# Angular momentum operator for 2-D harmonic oscillator

1. The problem statement

I want to write the angular momentum operator ##L## for a 2-dimensional harmonic oscillator, in terms of its ladder operators, ##a_x##, ##a_y##, ##a_x^\dagger## & ##a_y^\dagger##, and then prove that this commutes with its Hamiltonian.

## The Attempt at a Solution

I get

##L = (x + y) × (p_x + p_y) = -i \hbar ((a_x^\dagger +a_y^\dagger) × (a_x + a_y) + a_x × a_x + a_y × a_y)##.

Does this seem to make any sense?

As for the commutator, with Hamiltonian ##H = \hbar \omega (a_x^\dagger a_x + a_y^\dagger a_y + 1) ##, I consequently get all sorts of exotic product terms, e.g.

## \left ( (a_x^\dagger +a_y^\dagger) × (a_x + a_y) \right ) a_x^\dagger a_x ##

and the like, and I'm not comfortable with handling these. I want all of them to go away, for said operators to commute, but am not sure how to do/see that.

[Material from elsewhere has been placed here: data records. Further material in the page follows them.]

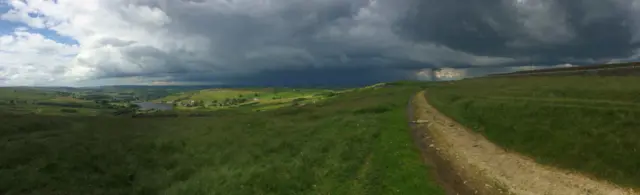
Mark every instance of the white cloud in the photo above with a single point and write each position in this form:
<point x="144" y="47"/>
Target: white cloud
<point x="123" y="38"/>
<point x="31" y="59"/>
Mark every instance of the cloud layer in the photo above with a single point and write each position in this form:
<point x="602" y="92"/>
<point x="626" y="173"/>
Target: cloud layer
<point x="312" y="41"/>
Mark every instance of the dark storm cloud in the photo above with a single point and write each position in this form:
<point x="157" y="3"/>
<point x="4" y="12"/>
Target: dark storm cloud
<point x="549" y="31"/>
<point x="324" y="41"/>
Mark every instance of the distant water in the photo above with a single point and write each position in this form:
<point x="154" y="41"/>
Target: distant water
<point x="151" y="105"/>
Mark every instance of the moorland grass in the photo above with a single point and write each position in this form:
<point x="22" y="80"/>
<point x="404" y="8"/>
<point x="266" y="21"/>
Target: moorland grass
<point x="356" y="143"/>
<point x="589" y="124"/>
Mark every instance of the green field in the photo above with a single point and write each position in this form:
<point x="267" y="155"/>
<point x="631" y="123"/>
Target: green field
<point x="589" y="124"/>
<point x="256" y="98"/>
<point x="355" y="143"/>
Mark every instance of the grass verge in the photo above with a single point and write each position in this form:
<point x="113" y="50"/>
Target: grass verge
<point x="589" y="124"/>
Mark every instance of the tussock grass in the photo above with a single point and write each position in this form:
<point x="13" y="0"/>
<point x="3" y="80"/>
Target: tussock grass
<point x="589" y="124"/>
<point x="345" y="145"/>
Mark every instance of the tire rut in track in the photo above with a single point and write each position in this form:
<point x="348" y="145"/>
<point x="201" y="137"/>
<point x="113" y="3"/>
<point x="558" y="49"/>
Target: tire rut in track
<point x="467" y="163"/>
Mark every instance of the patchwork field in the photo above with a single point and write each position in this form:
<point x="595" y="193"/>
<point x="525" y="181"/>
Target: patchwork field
<point x="356" y="142"/>
<point x="588" y="124"/>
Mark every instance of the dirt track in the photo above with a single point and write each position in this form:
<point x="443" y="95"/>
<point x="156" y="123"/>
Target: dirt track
<point x="467" y="163"/>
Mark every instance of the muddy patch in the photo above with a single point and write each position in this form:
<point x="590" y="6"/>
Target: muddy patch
<point x="467" y="163"/>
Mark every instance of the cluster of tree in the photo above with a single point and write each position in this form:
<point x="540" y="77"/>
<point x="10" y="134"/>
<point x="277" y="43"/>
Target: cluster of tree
<point x="17" y="101"/>
<point x="297" y="101"/>
<point x="68" y="110"/>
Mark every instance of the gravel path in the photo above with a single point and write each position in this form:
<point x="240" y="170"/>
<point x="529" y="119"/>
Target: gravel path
<point x="490" y="170"/>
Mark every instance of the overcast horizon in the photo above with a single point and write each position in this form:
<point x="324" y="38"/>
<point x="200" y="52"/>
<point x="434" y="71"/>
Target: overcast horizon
<point x="316" y="42"/>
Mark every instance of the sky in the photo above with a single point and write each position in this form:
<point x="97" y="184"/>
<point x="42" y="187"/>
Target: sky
<point x="315" y="42"/>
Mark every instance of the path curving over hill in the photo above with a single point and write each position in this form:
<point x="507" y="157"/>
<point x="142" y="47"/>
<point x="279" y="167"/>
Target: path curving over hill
<point x="468" y="163"/>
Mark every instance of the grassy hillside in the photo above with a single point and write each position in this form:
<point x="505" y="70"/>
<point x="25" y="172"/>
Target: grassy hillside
<point x="259" y="99"/>
<point x="356" y="143"/>
<point x="590" y="124"/>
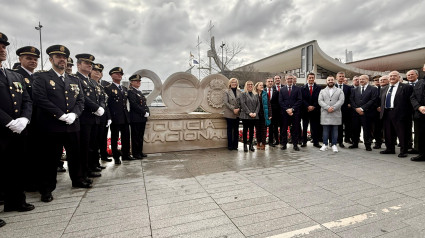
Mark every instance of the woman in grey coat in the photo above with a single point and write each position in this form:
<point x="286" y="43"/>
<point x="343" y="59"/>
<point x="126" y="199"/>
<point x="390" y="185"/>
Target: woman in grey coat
<point x="330" y="100"/>
<point x="250" y="106"/>
<point x="231" y="113"/>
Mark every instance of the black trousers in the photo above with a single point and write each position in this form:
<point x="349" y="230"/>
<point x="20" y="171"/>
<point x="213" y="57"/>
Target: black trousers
<point x="53" y="147"/>
<point x="393" y="129"/>
<point x="295" y="122"/>
<point x="125" y="140"/>
<point x="364" y="122"/>
<point x="12" y="150"/>
<point x="312" y="118"/>
<point x="137" y="133"/>
<point x="232" y="133"/>
<point x="248" y="125"/>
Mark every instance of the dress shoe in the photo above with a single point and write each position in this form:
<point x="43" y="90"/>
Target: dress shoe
<point x="46" y="197"/>
<point x="93" y="174"/>
<point x="61" y="169"/>
<point x="418" y="158"/>
<point x="20" y="208"/>
<point x="81" y="184"/>
<point x="129" y="157"/>
<point x="106" y="159"/>
<point x="402" y="155"/>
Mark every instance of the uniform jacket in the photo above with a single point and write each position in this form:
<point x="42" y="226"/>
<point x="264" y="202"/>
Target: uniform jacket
<point x="91" y="100"/>
<point x="402" y="106"/>
<point x="418" y="98"/>
<point x="231" y="102"/>
<point x="15" y="101"/>
<point x="249" y="103"/>
<point x="336" y="101"/>
<point x="117" y="104"/>
<point x="311" y="100"/>
<point x="293" y="101"/>
<point x="138" y="107"/>
<point x="54" y="97"/>
<point x="367" y="100"/>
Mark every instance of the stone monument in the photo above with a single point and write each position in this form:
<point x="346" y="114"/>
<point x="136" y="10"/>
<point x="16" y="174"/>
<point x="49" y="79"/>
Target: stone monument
<point x="176" y="127"/>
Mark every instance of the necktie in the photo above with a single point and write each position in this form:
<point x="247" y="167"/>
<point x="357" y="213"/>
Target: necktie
<point x="388" y="98"/>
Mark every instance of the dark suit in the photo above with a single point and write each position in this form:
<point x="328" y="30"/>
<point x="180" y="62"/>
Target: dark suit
<point x="294" y="101"/>
<point x="275" y="122"/>
<point x="89" y="125"/>
<point x="346" y="116"/>
<point x="117" y="103"/>
<point x="54" y="98"/>
<point x="396" y="119"/>
<point x="15" y="102"/>
<point x="312" y="117"/>
<point x="367" y="102"/>
<point x="418" y="99"/>
<point x="138" y="109"/>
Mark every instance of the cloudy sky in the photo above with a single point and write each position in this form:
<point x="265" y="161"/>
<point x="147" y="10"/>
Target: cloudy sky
<point x="159" y="35"/>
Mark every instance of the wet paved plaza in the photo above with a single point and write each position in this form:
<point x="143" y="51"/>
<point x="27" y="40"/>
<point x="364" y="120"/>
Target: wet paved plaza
<point x="221" y="193"/>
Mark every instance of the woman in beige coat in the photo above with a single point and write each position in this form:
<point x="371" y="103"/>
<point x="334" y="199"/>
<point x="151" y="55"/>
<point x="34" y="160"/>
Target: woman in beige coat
<point x="231" y="113"/>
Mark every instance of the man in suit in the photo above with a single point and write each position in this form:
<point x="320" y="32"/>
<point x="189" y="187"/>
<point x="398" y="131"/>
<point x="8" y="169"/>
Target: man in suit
<point x="59" y="100"/>
<point x="311" y="110"/>
<point x="117" y="103"/>
<point x="418" y="102"/>
<point x="90" y="118"/>
<point x="15" y="113"/>
<point x="290" y="101"/>
<point x="273" y="96"/>
<point x="139" y="113"/>
<point x="412" y="77"/>
<point x="396" y="111"/>
<point x="363" y="101"/>
<point x="346" y="111"/>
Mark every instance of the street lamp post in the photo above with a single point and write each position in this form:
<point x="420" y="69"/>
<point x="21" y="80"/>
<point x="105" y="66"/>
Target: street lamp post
<point x="222" y="62"/>
<point x="38" y="28"/>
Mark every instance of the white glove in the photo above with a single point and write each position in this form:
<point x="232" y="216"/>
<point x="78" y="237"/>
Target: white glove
<point x="99" y="112"/>
<point x="20" y="125"/>
<point x="63" y="117"/>
<point x="70" y="118"/>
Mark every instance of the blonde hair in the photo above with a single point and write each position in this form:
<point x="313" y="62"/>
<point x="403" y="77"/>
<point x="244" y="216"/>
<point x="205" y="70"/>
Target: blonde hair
<point x="229" y="84"/>
<point x="246" y="87"/>
<point x="256" y="87"/>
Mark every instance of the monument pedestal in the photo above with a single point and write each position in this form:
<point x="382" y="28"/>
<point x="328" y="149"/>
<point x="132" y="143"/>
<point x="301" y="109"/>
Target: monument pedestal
<point x="188" y="131"/>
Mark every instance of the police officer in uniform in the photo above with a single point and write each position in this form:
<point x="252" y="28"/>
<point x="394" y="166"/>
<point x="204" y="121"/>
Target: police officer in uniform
<point x="28" y="57"/>
<point x="15" y="113"/>
<point x="117" y="103"/>
<point x="90" y="118"/>
<point x="105" y="120"/>
<point x="139" y="113"/>
<point x="60" y="101"/>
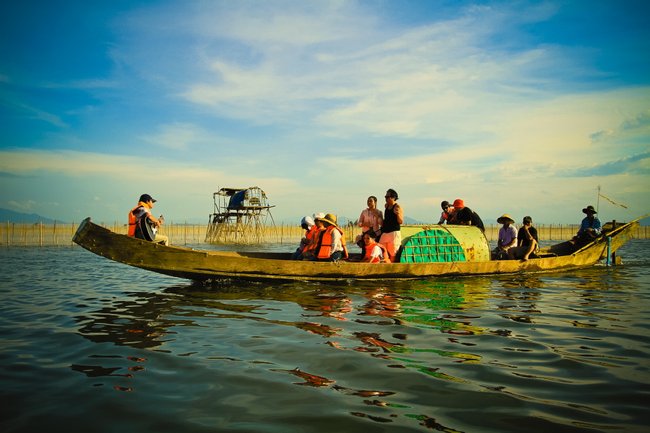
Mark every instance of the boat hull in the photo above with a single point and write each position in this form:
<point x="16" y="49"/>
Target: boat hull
<point x="213" y="265"/>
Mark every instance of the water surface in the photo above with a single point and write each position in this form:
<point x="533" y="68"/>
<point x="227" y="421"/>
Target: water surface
<point x="88" y="344"/>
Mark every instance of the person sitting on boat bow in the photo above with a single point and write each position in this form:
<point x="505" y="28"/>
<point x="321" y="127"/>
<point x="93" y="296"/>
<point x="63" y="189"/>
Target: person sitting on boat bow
<point x="331" y="245"/>
<point x="507" y="237"/>
<point x="590" y="227"/>
<point x="372" y="251"/>
<point x="447" y="211"/>
<point x="465" y="216"/>
<point x="307" y="223"/>
<point x="142" y="214"/>
<point x="527" y="241"/>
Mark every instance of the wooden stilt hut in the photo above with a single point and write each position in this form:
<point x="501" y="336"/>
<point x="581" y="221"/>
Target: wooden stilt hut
<point x="239" y="217"/>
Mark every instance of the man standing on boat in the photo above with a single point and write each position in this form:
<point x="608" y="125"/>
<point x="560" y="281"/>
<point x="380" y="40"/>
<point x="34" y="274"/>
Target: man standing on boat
<point x="141" y="219"/>
<point x="391" y="237"/>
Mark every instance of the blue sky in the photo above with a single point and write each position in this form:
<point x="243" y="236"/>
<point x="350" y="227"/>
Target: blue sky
<point x="517" y="107"/>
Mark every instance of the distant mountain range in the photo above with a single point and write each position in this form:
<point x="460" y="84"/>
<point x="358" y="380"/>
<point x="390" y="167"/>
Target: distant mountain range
<point x="11" y="216"/>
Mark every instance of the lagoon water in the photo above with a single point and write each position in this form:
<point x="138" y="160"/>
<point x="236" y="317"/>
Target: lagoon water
<point x="92" y="345"/>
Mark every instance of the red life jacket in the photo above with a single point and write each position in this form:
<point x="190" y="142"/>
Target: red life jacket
<point x="326" y="243"/>
<point x="368" y="252"/>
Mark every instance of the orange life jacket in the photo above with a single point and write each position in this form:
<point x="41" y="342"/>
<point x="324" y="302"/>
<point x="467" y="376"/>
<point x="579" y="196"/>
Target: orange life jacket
<point x="133" y="220"/>
<point x="384" y="253"/>
<point x="326" y="243"/>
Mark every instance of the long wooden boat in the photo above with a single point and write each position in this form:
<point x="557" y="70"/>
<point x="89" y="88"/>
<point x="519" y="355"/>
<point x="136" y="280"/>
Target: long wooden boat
<point x="471" y="243"/>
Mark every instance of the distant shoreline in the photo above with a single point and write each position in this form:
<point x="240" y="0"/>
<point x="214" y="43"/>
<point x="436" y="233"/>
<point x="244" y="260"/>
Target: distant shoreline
<point x="60" y="234"/>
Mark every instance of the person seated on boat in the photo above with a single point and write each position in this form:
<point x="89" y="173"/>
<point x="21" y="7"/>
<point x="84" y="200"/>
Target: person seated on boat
<point x="309" y="252"/>
<point x="507" y="237"/>
<point x="373" y="252"/>
<point x="590" y="227"/>
<point x="465" y="216"/>
<point x="331" y="245"/>
<point x="391" y="237"/>
<point x="143" y="210"/>
<point x="527" y="241"/>
<point x="447" y="211"/>
<point x="370" y="219"/>
<point x="307" y="224"/>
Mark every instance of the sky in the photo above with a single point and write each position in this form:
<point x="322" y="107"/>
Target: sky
<point x="518" y="107"/>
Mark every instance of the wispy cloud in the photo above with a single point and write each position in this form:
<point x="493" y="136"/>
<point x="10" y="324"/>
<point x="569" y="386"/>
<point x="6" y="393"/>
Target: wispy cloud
<point x="178" y="136"/>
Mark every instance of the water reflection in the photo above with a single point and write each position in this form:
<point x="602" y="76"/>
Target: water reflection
<point x="504" y="336"/>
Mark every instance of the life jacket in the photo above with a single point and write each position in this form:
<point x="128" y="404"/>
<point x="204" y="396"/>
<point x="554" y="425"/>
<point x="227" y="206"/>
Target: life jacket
<point x="133" y="220"/>
<point x="384" y="253"/>
<point x="312" y="238"/>
<point x="326" y="243"/>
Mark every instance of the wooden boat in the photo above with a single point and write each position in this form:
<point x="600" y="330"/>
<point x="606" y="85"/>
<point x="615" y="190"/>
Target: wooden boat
<point x="470" y="243"/>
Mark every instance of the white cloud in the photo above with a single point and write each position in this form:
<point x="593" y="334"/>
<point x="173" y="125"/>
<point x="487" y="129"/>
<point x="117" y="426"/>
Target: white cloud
<point x="178" y="136"/>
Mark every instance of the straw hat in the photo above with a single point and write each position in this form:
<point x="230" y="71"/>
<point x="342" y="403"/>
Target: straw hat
<point x="505" y="217"/>
<point x="329" y="218"/>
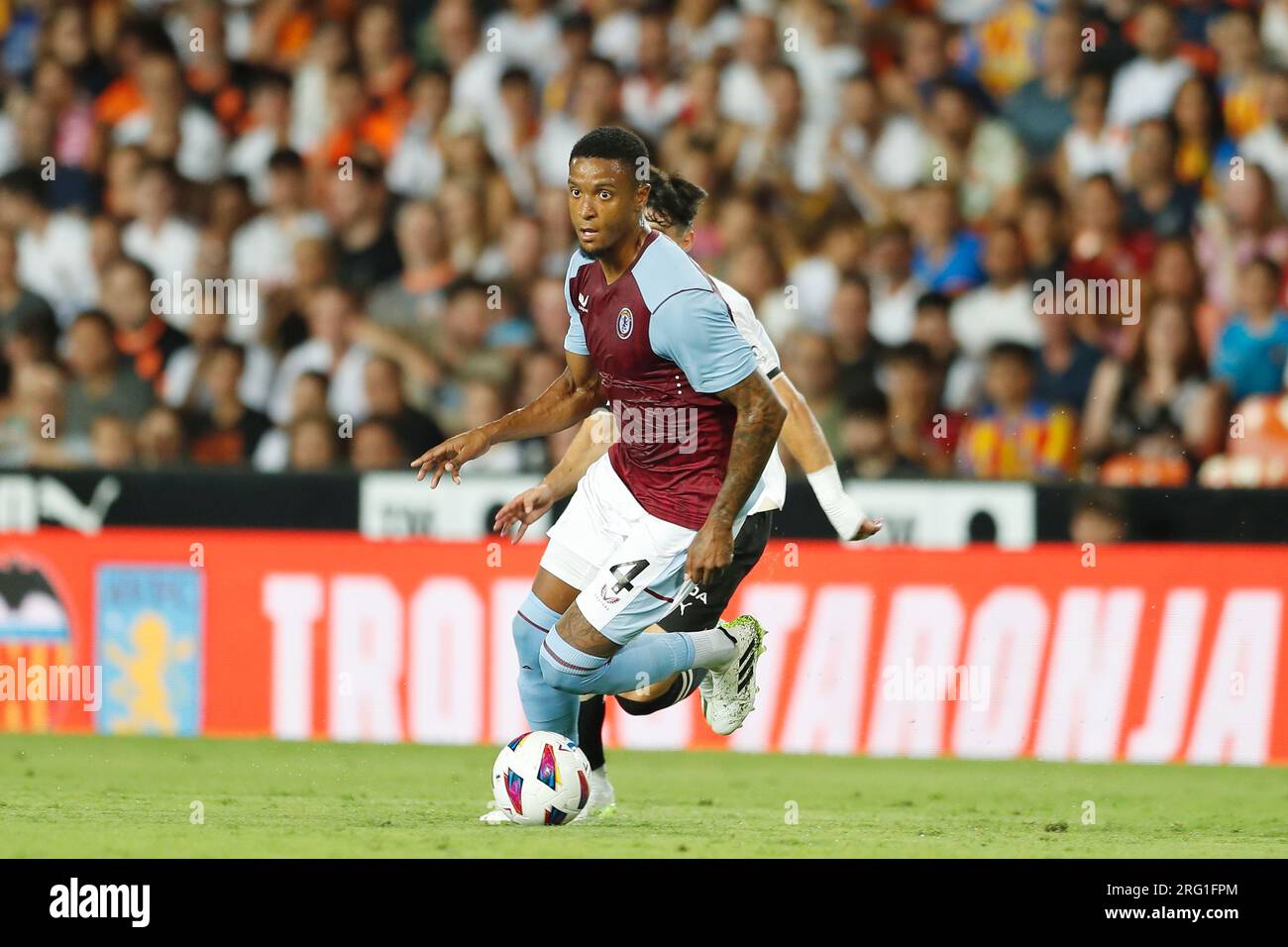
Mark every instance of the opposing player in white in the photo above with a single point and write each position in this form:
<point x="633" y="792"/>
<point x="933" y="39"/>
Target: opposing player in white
<point x="673" y="208"/>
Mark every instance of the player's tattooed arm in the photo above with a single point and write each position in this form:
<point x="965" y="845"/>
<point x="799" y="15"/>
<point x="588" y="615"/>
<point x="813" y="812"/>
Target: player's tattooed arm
<point x="760" y="419"/>
<point x="566" y="402"/>
<point x="595" y="436"/>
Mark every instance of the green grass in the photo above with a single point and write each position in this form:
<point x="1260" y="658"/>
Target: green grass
<point x="120" y="796"/>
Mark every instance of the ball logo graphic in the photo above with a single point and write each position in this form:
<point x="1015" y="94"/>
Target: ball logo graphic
<point x="541" y="779"/>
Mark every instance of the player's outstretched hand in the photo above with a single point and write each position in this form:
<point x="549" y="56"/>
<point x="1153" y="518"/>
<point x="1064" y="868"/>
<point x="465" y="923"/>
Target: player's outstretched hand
<point x="450" y="457"/>
<point x="526" y="509"/>
<point x="708" y="553"/>
<point x="868" y="527"/>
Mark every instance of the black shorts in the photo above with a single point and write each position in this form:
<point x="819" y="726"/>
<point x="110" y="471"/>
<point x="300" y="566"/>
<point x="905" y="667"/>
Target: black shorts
<point x="700" y="608"/>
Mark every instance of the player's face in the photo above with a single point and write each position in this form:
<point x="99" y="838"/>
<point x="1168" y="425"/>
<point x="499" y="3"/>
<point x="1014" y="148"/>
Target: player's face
<point x="604" y="202"/>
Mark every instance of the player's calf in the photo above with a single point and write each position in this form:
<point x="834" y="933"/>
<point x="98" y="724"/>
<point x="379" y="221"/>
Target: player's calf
<point x="545" y="709"/>
<point x="574" y="669"/>
<point x="675" y="690"/>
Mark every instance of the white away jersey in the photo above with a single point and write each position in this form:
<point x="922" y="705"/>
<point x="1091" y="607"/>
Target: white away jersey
<point x="767" y="360"/>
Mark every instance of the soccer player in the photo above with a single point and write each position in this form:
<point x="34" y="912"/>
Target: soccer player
<point x="649" y="334"/>
<point x="673" y="205"/>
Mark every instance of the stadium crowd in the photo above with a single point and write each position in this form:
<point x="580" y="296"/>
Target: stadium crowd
<point x="381" y="185"/>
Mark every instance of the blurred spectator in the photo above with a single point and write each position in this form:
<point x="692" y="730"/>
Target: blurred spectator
<point x="947" y="256"/>
<point x="875" y="153"/>
<point x="112" y="442"/>
<point x="1267" y="145"/>
<point x="265" y="249"/>
<point x="1162" y="389"/>
<point x="308" y="398"/>
<point x="381" y="188"/>
<point x="1155" y="200"/>
<point x="314" y="445"/>
<point x="1252" y="351"/>
<point x="1017" y="437"/>
<point x="988" y="158"/>
<point x="857" y="354"/>
<point x="330" y="351"/>
<point x="1099" y="517"/>
<point x="158" y="236"/>
<point x="99" y="384"/>
<point x="867" y="449"/>
<point x="894" y="289"/>
<point x="53" y="248"/>
<point x="810" y="363"/>
<point x="1043" y="232"/>
<point x="184" y="368"/>
<point x="921" y="431"/>
<point x="1145" y="86"/>
<point x="142" y="335"/>
<point x="376" y="446"/>
<point x="18" y="305"/>
<point x="1003" y="309"/>
<point x="160" y="438"/>
<point x="366" y="253"/>
<point x="1093" y="146"/>
<point x="1065" y="364"/>
<point x="1041" y="110"/>
<point x="227" y="432"/>
<point x="386" y="399"/>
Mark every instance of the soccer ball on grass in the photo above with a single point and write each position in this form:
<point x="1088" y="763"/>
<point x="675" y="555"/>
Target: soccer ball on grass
<point x="541" y="780"/>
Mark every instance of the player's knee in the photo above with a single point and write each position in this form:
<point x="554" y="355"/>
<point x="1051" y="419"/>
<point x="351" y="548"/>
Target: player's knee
<point x="527" y="641"/>
<point x="562" y="678"/>
<point x="528" y="628"/>
<point x="635" y="707"/>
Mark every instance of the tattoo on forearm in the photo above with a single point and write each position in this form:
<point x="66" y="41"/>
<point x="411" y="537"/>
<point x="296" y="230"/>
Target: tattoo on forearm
<point x="760" y="418"/>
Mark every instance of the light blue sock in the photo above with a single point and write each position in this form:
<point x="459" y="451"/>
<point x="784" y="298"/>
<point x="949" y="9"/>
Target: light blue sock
<point x="645" y="660"/>
<point x="545" y="707"/>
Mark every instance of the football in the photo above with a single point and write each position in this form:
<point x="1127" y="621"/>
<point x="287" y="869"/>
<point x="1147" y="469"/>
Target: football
<point x="541" y="780"/>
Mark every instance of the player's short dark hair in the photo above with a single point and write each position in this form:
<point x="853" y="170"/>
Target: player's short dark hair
<point x="97" y="317"/>
<point x="857" y="278"/>
<point x="516" y="75"/>
<point x="868" y="403"/>
<point x="1265" y="264"/>
<point x="913" y="354"/>
<point x="26" y="183"/>
<point x="1014" y="352"/>
<point x="932" y="300"/>
<point x="284" y="159"/>
<point x="232" y="348"/>
<point x="673" y="200"/>
<point x="463" y="285"/>
<point x="140" y="266"/>
<point x="610" y="144"/>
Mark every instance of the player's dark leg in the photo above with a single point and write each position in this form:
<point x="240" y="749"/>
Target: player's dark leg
<point x="700" y="608"/>
<point x="575" y="657"/>
<point x="545" y="707"/>
<point x="590" y="729"/>
<point x="664" y="696"/>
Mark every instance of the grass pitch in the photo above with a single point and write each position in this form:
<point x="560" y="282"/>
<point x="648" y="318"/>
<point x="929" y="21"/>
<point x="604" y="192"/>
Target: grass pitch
<point x="120" y="796"/>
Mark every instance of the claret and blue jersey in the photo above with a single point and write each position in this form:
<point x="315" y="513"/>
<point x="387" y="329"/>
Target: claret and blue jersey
<point x="661" y="337"/>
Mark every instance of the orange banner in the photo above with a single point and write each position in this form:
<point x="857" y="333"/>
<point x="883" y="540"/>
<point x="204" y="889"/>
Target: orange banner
<point x="1150" y="654"/>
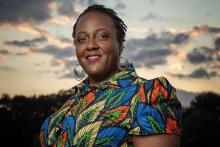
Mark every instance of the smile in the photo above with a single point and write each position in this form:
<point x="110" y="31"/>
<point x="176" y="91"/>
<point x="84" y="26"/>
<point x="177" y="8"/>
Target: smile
<point x="93" y="57"/>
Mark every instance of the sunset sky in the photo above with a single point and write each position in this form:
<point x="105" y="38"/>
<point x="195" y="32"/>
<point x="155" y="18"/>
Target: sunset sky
<point x="178" y="39"/>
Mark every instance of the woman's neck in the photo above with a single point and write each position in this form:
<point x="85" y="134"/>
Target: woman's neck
<point x="96" y="79"/>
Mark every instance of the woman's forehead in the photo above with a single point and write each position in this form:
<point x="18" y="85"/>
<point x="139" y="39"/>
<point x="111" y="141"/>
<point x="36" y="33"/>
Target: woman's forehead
<point x="95" y="20"/>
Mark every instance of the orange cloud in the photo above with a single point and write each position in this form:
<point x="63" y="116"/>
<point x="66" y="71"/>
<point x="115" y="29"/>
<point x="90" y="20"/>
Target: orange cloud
<point x="27" y="28"/>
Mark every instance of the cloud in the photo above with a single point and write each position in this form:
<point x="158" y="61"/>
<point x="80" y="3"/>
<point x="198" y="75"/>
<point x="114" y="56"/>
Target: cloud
<point x="151" y="58"/>
<point x="27" y="28"/>
<point x="56" y="52"/>
<point x="200" y="55"/>
<point x="152" y="16"/>
<point x="155" y="48"/>
<point x="208" y="56"/>
<point x="21" y="11"/>
<point x="198" y="74"/>
<point x="120" y="6"/>
<point x="27" y="42"/>
<point x="217" y="44"/>
<point x="66" y="7"/>
<point x="5" y="52"/>
<point x="6" y="68"/>
<point x="196" y="30"/>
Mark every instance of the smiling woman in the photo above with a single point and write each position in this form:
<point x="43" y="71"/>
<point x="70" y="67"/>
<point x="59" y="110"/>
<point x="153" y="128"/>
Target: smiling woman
<point x="113" y="106"/>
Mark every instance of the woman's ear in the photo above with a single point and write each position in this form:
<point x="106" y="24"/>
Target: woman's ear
<point x="121" y="47"/>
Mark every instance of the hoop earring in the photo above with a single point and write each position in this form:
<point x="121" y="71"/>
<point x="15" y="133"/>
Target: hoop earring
<point x="79" y="72"/>
<point x="123" y="63"/>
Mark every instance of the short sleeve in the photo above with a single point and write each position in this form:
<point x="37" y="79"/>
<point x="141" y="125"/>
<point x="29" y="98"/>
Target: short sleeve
<point x="156" y="109"/>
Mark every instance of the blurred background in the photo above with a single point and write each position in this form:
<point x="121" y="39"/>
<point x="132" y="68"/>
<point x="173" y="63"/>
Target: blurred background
<point x="178" y="39"/>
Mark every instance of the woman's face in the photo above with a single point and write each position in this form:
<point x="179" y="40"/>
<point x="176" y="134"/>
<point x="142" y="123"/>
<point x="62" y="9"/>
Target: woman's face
<point x="97" y="47"/>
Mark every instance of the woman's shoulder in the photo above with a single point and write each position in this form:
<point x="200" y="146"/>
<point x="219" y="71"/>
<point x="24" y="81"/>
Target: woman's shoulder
<point x="155" y="82"/>
<point x="159" y="86"/>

Any comments would be appreciated.

## Answers and Replies

hilbert2
Science Advisor
Gold Member
You should rather show that the operator ##L^2##, which is the same as ##L_{z}^{2}## for motion on the xy-plane, commutes with the Hamiltonian. This actually happens only when the "spring constants" are the same in x and y directions and the potential energy ##V(r,\theta )## depends only on the radial coordinate ##r##.

Chandra Prayaga
Science Advisor
You can first work out the commutator of Lz with the Hamiltonian. In your attempt, the way you wrote L is wrong. You should work out the cross product of the position vector and the momentum vector.